重要ポイント:
- 米政府高官が主要AI企業と政府出資に関する予備協議を実施
- トランプ政権はすでに20社の民間企業に出資済み(ケイトー研究所調べ)
- バーニー・サンダース上院議員は、AI企業株式に50%の課税を行い公共ソブリン・ウェルス・ファンドを創設する法案を提出
重要ポイント:

米政府高官が、複数の主要人工知能(AI)企業と連邦政府による自社株取得について予備協議を行ったことが、関係者3人の情報としてNOTUSが13日に報じた。この動きは、テクノロジーセクターへの規制をめぐるワシントンの姿勢に大きな変化をもたらす可能性がある。
「政府がAI企業に出資することは、国家が変革的テクノロジーとどう関わるかという根本的な再考を意味する」と、Edgenのマクロ政策アナリスト、ジェームズ・オカフォー氏は指摘する。「連邦政府の役割が規制当局から株主へと移行することは、監督上の利点と利益相反の両方をもたらす」
協議の参加者や時期は明らかにされていないが、トランプ政権はすでに少なくとも20社の民間企業に出資を行っているとケイトー研究所は推計する。その対象は、MPマテリアルズやリチウム・アメリカスなどの鉱物生産企業から、インテルやxLightといった半導体企業、さらには量子コンピューティング分野のリーダーであるIBMやグローバルファウンドリーズにまで及ぶ。先月、政権は戦略的に重要なテクノロジーにおける米国のリーダーシップ維持を目的とした取り組みの一環として、9社の量子コンピューティング企業に20億ドルの出資を計画すると発表した。
これらの協議は、政権の既存の産業政策と、バーニー・サンダース上院議員が提出した別の法案「アメリカAIソブリン・ウェルス・ファンド法」との収束を示唆している。この法案は、OpenAI、Anthropic、xAIの株式に株式交換形式で50%の一時課税を課し、その株式を公共ファンドに預け入れ、一般の米国人に議決権と取締役会の代表権を与えるというものだ。サンダース氏はニューヨーク・タイムズの論説で、AIモデルは「何百万人もの人々の創造的労働」の上に構築されており、それは「世界で最も裕福な人々によっていわば盗まれた」ものだと主張した。
二大政党のコンセンサスが形成されつつある
バーモント州選出の無所属上院議員とトランプ政権との間で浮上している連携は、テクノロジーへの国家介入をめぐるより広範な政治的再編成を反映している。
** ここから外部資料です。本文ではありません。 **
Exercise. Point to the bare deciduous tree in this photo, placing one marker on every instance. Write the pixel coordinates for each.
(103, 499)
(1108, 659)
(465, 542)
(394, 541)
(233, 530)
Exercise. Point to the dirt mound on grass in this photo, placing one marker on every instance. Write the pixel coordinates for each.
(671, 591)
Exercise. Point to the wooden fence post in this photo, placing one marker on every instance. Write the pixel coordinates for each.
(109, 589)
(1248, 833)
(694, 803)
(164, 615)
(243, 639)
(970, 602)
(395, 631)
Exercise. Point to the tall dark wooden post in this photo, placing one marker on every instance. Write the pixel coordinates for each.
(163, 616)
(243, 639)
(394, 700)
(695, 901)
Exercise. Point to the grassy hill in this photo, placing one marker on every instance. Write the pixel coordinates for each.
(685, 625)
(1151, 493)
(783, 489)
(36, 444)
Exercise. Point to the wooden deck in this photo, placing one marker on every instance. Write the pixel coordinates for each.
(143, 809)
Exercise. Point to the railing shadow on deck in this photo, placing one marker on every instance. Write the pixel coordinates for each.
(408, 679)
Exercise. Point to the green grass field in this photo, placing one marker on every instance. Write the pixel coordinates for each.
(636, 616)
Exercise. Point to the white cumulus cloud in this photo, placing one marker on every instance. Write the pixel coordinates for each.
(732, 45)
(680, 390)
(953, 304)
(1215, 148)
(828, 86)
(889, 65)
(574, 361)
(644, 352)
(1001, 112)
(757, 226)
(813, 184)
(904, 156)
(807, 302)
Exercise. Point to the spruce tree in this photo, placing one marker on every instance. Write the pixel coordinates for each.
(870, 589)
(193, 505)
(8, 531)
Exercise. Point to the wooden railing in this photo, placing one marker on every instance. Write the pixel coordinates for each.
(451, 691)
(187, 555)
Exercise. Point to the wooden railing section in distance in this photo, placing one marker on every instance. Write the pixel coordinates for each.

エリザベス・ウォーレン上院議員もサンダース氏の記事に先立ち、タイム誌で独自のAI課税案を発表し、自動化によって職を失った労働者を補償するためのAIへの課税を呼びかけていた。「AIへの課税は、AIによる利益がすべての米国人に還元されるようにする一つの方法だ」と彼女は書いている。
英国はすでに同様の方向に動いている。政府は4月、AI企業とインフラを支援するため、50億ポンドの「ソブリンAIファンド」を立ち上げ、政府が出資を行い、その成果の一部を受け取る仕組みを採用した。スコットランドのアクセラレーターSTACの会長を務める、ボルボ・カーズの元CEOジム・ローワン氏は、このファンドを「正しい方向への大きな一歩」と評価し、数十年単位でシンガポールの技術力構築を明確に使命とする同行のソブリン・ウェルス・ファンドとの類似性を指摘した。
批判派は、政府の出資は根本的な利益相反を生むと主張する。国家が大株主になれば、規制の中立性は崩壊する——結果に金銭的利害を持つ審判はもはや公平ではありえない。ケイトー研究所は、ノルウェーやアラスカが政府がすでに所有していた資源からソブリン・ウェルス・ファンドを構築したのであって、民間企業からの強制的な株式移転によるものではないと指摘している。
金融的な stake は極めて大きい。ハネウェルの量子コンピューティング子会社であるQuantinuumは、12日に米国新規株式公開(IPO)で16億8000万ドルを調達し、評価額は156億ドルに達した。これは2025年の売上高3090万ドルの約504倍に相当する。同社のIPOは当初の2650万株から2800万株に拡大され、公募価格帯である53〜55ドルを上回る価格で設定された。ハネウェルは売出し終了後も議決権の約48.1%を保有する見込みだ。
AIセクターにとって、その影響は所有構造にとどまらない。2026年のテクノロジー企業による人員削減はすでに14万2000人を超え、Meta、アトラシアン、Cloudflareなどの企業は人員削減の理由としてAIへの投資を明確に挙げている。22〜25歳のソフトウェア開発者の雇用者数は、2024年のピークから約20%減少したと業界データは示している。政府がAI企業の株主であると同時に労働市場の規制当局となるならば、政策上のコンフリクトは一層激化するだろう。
本記事は情報提供のみを目的としており、投資助言を構成するものではない。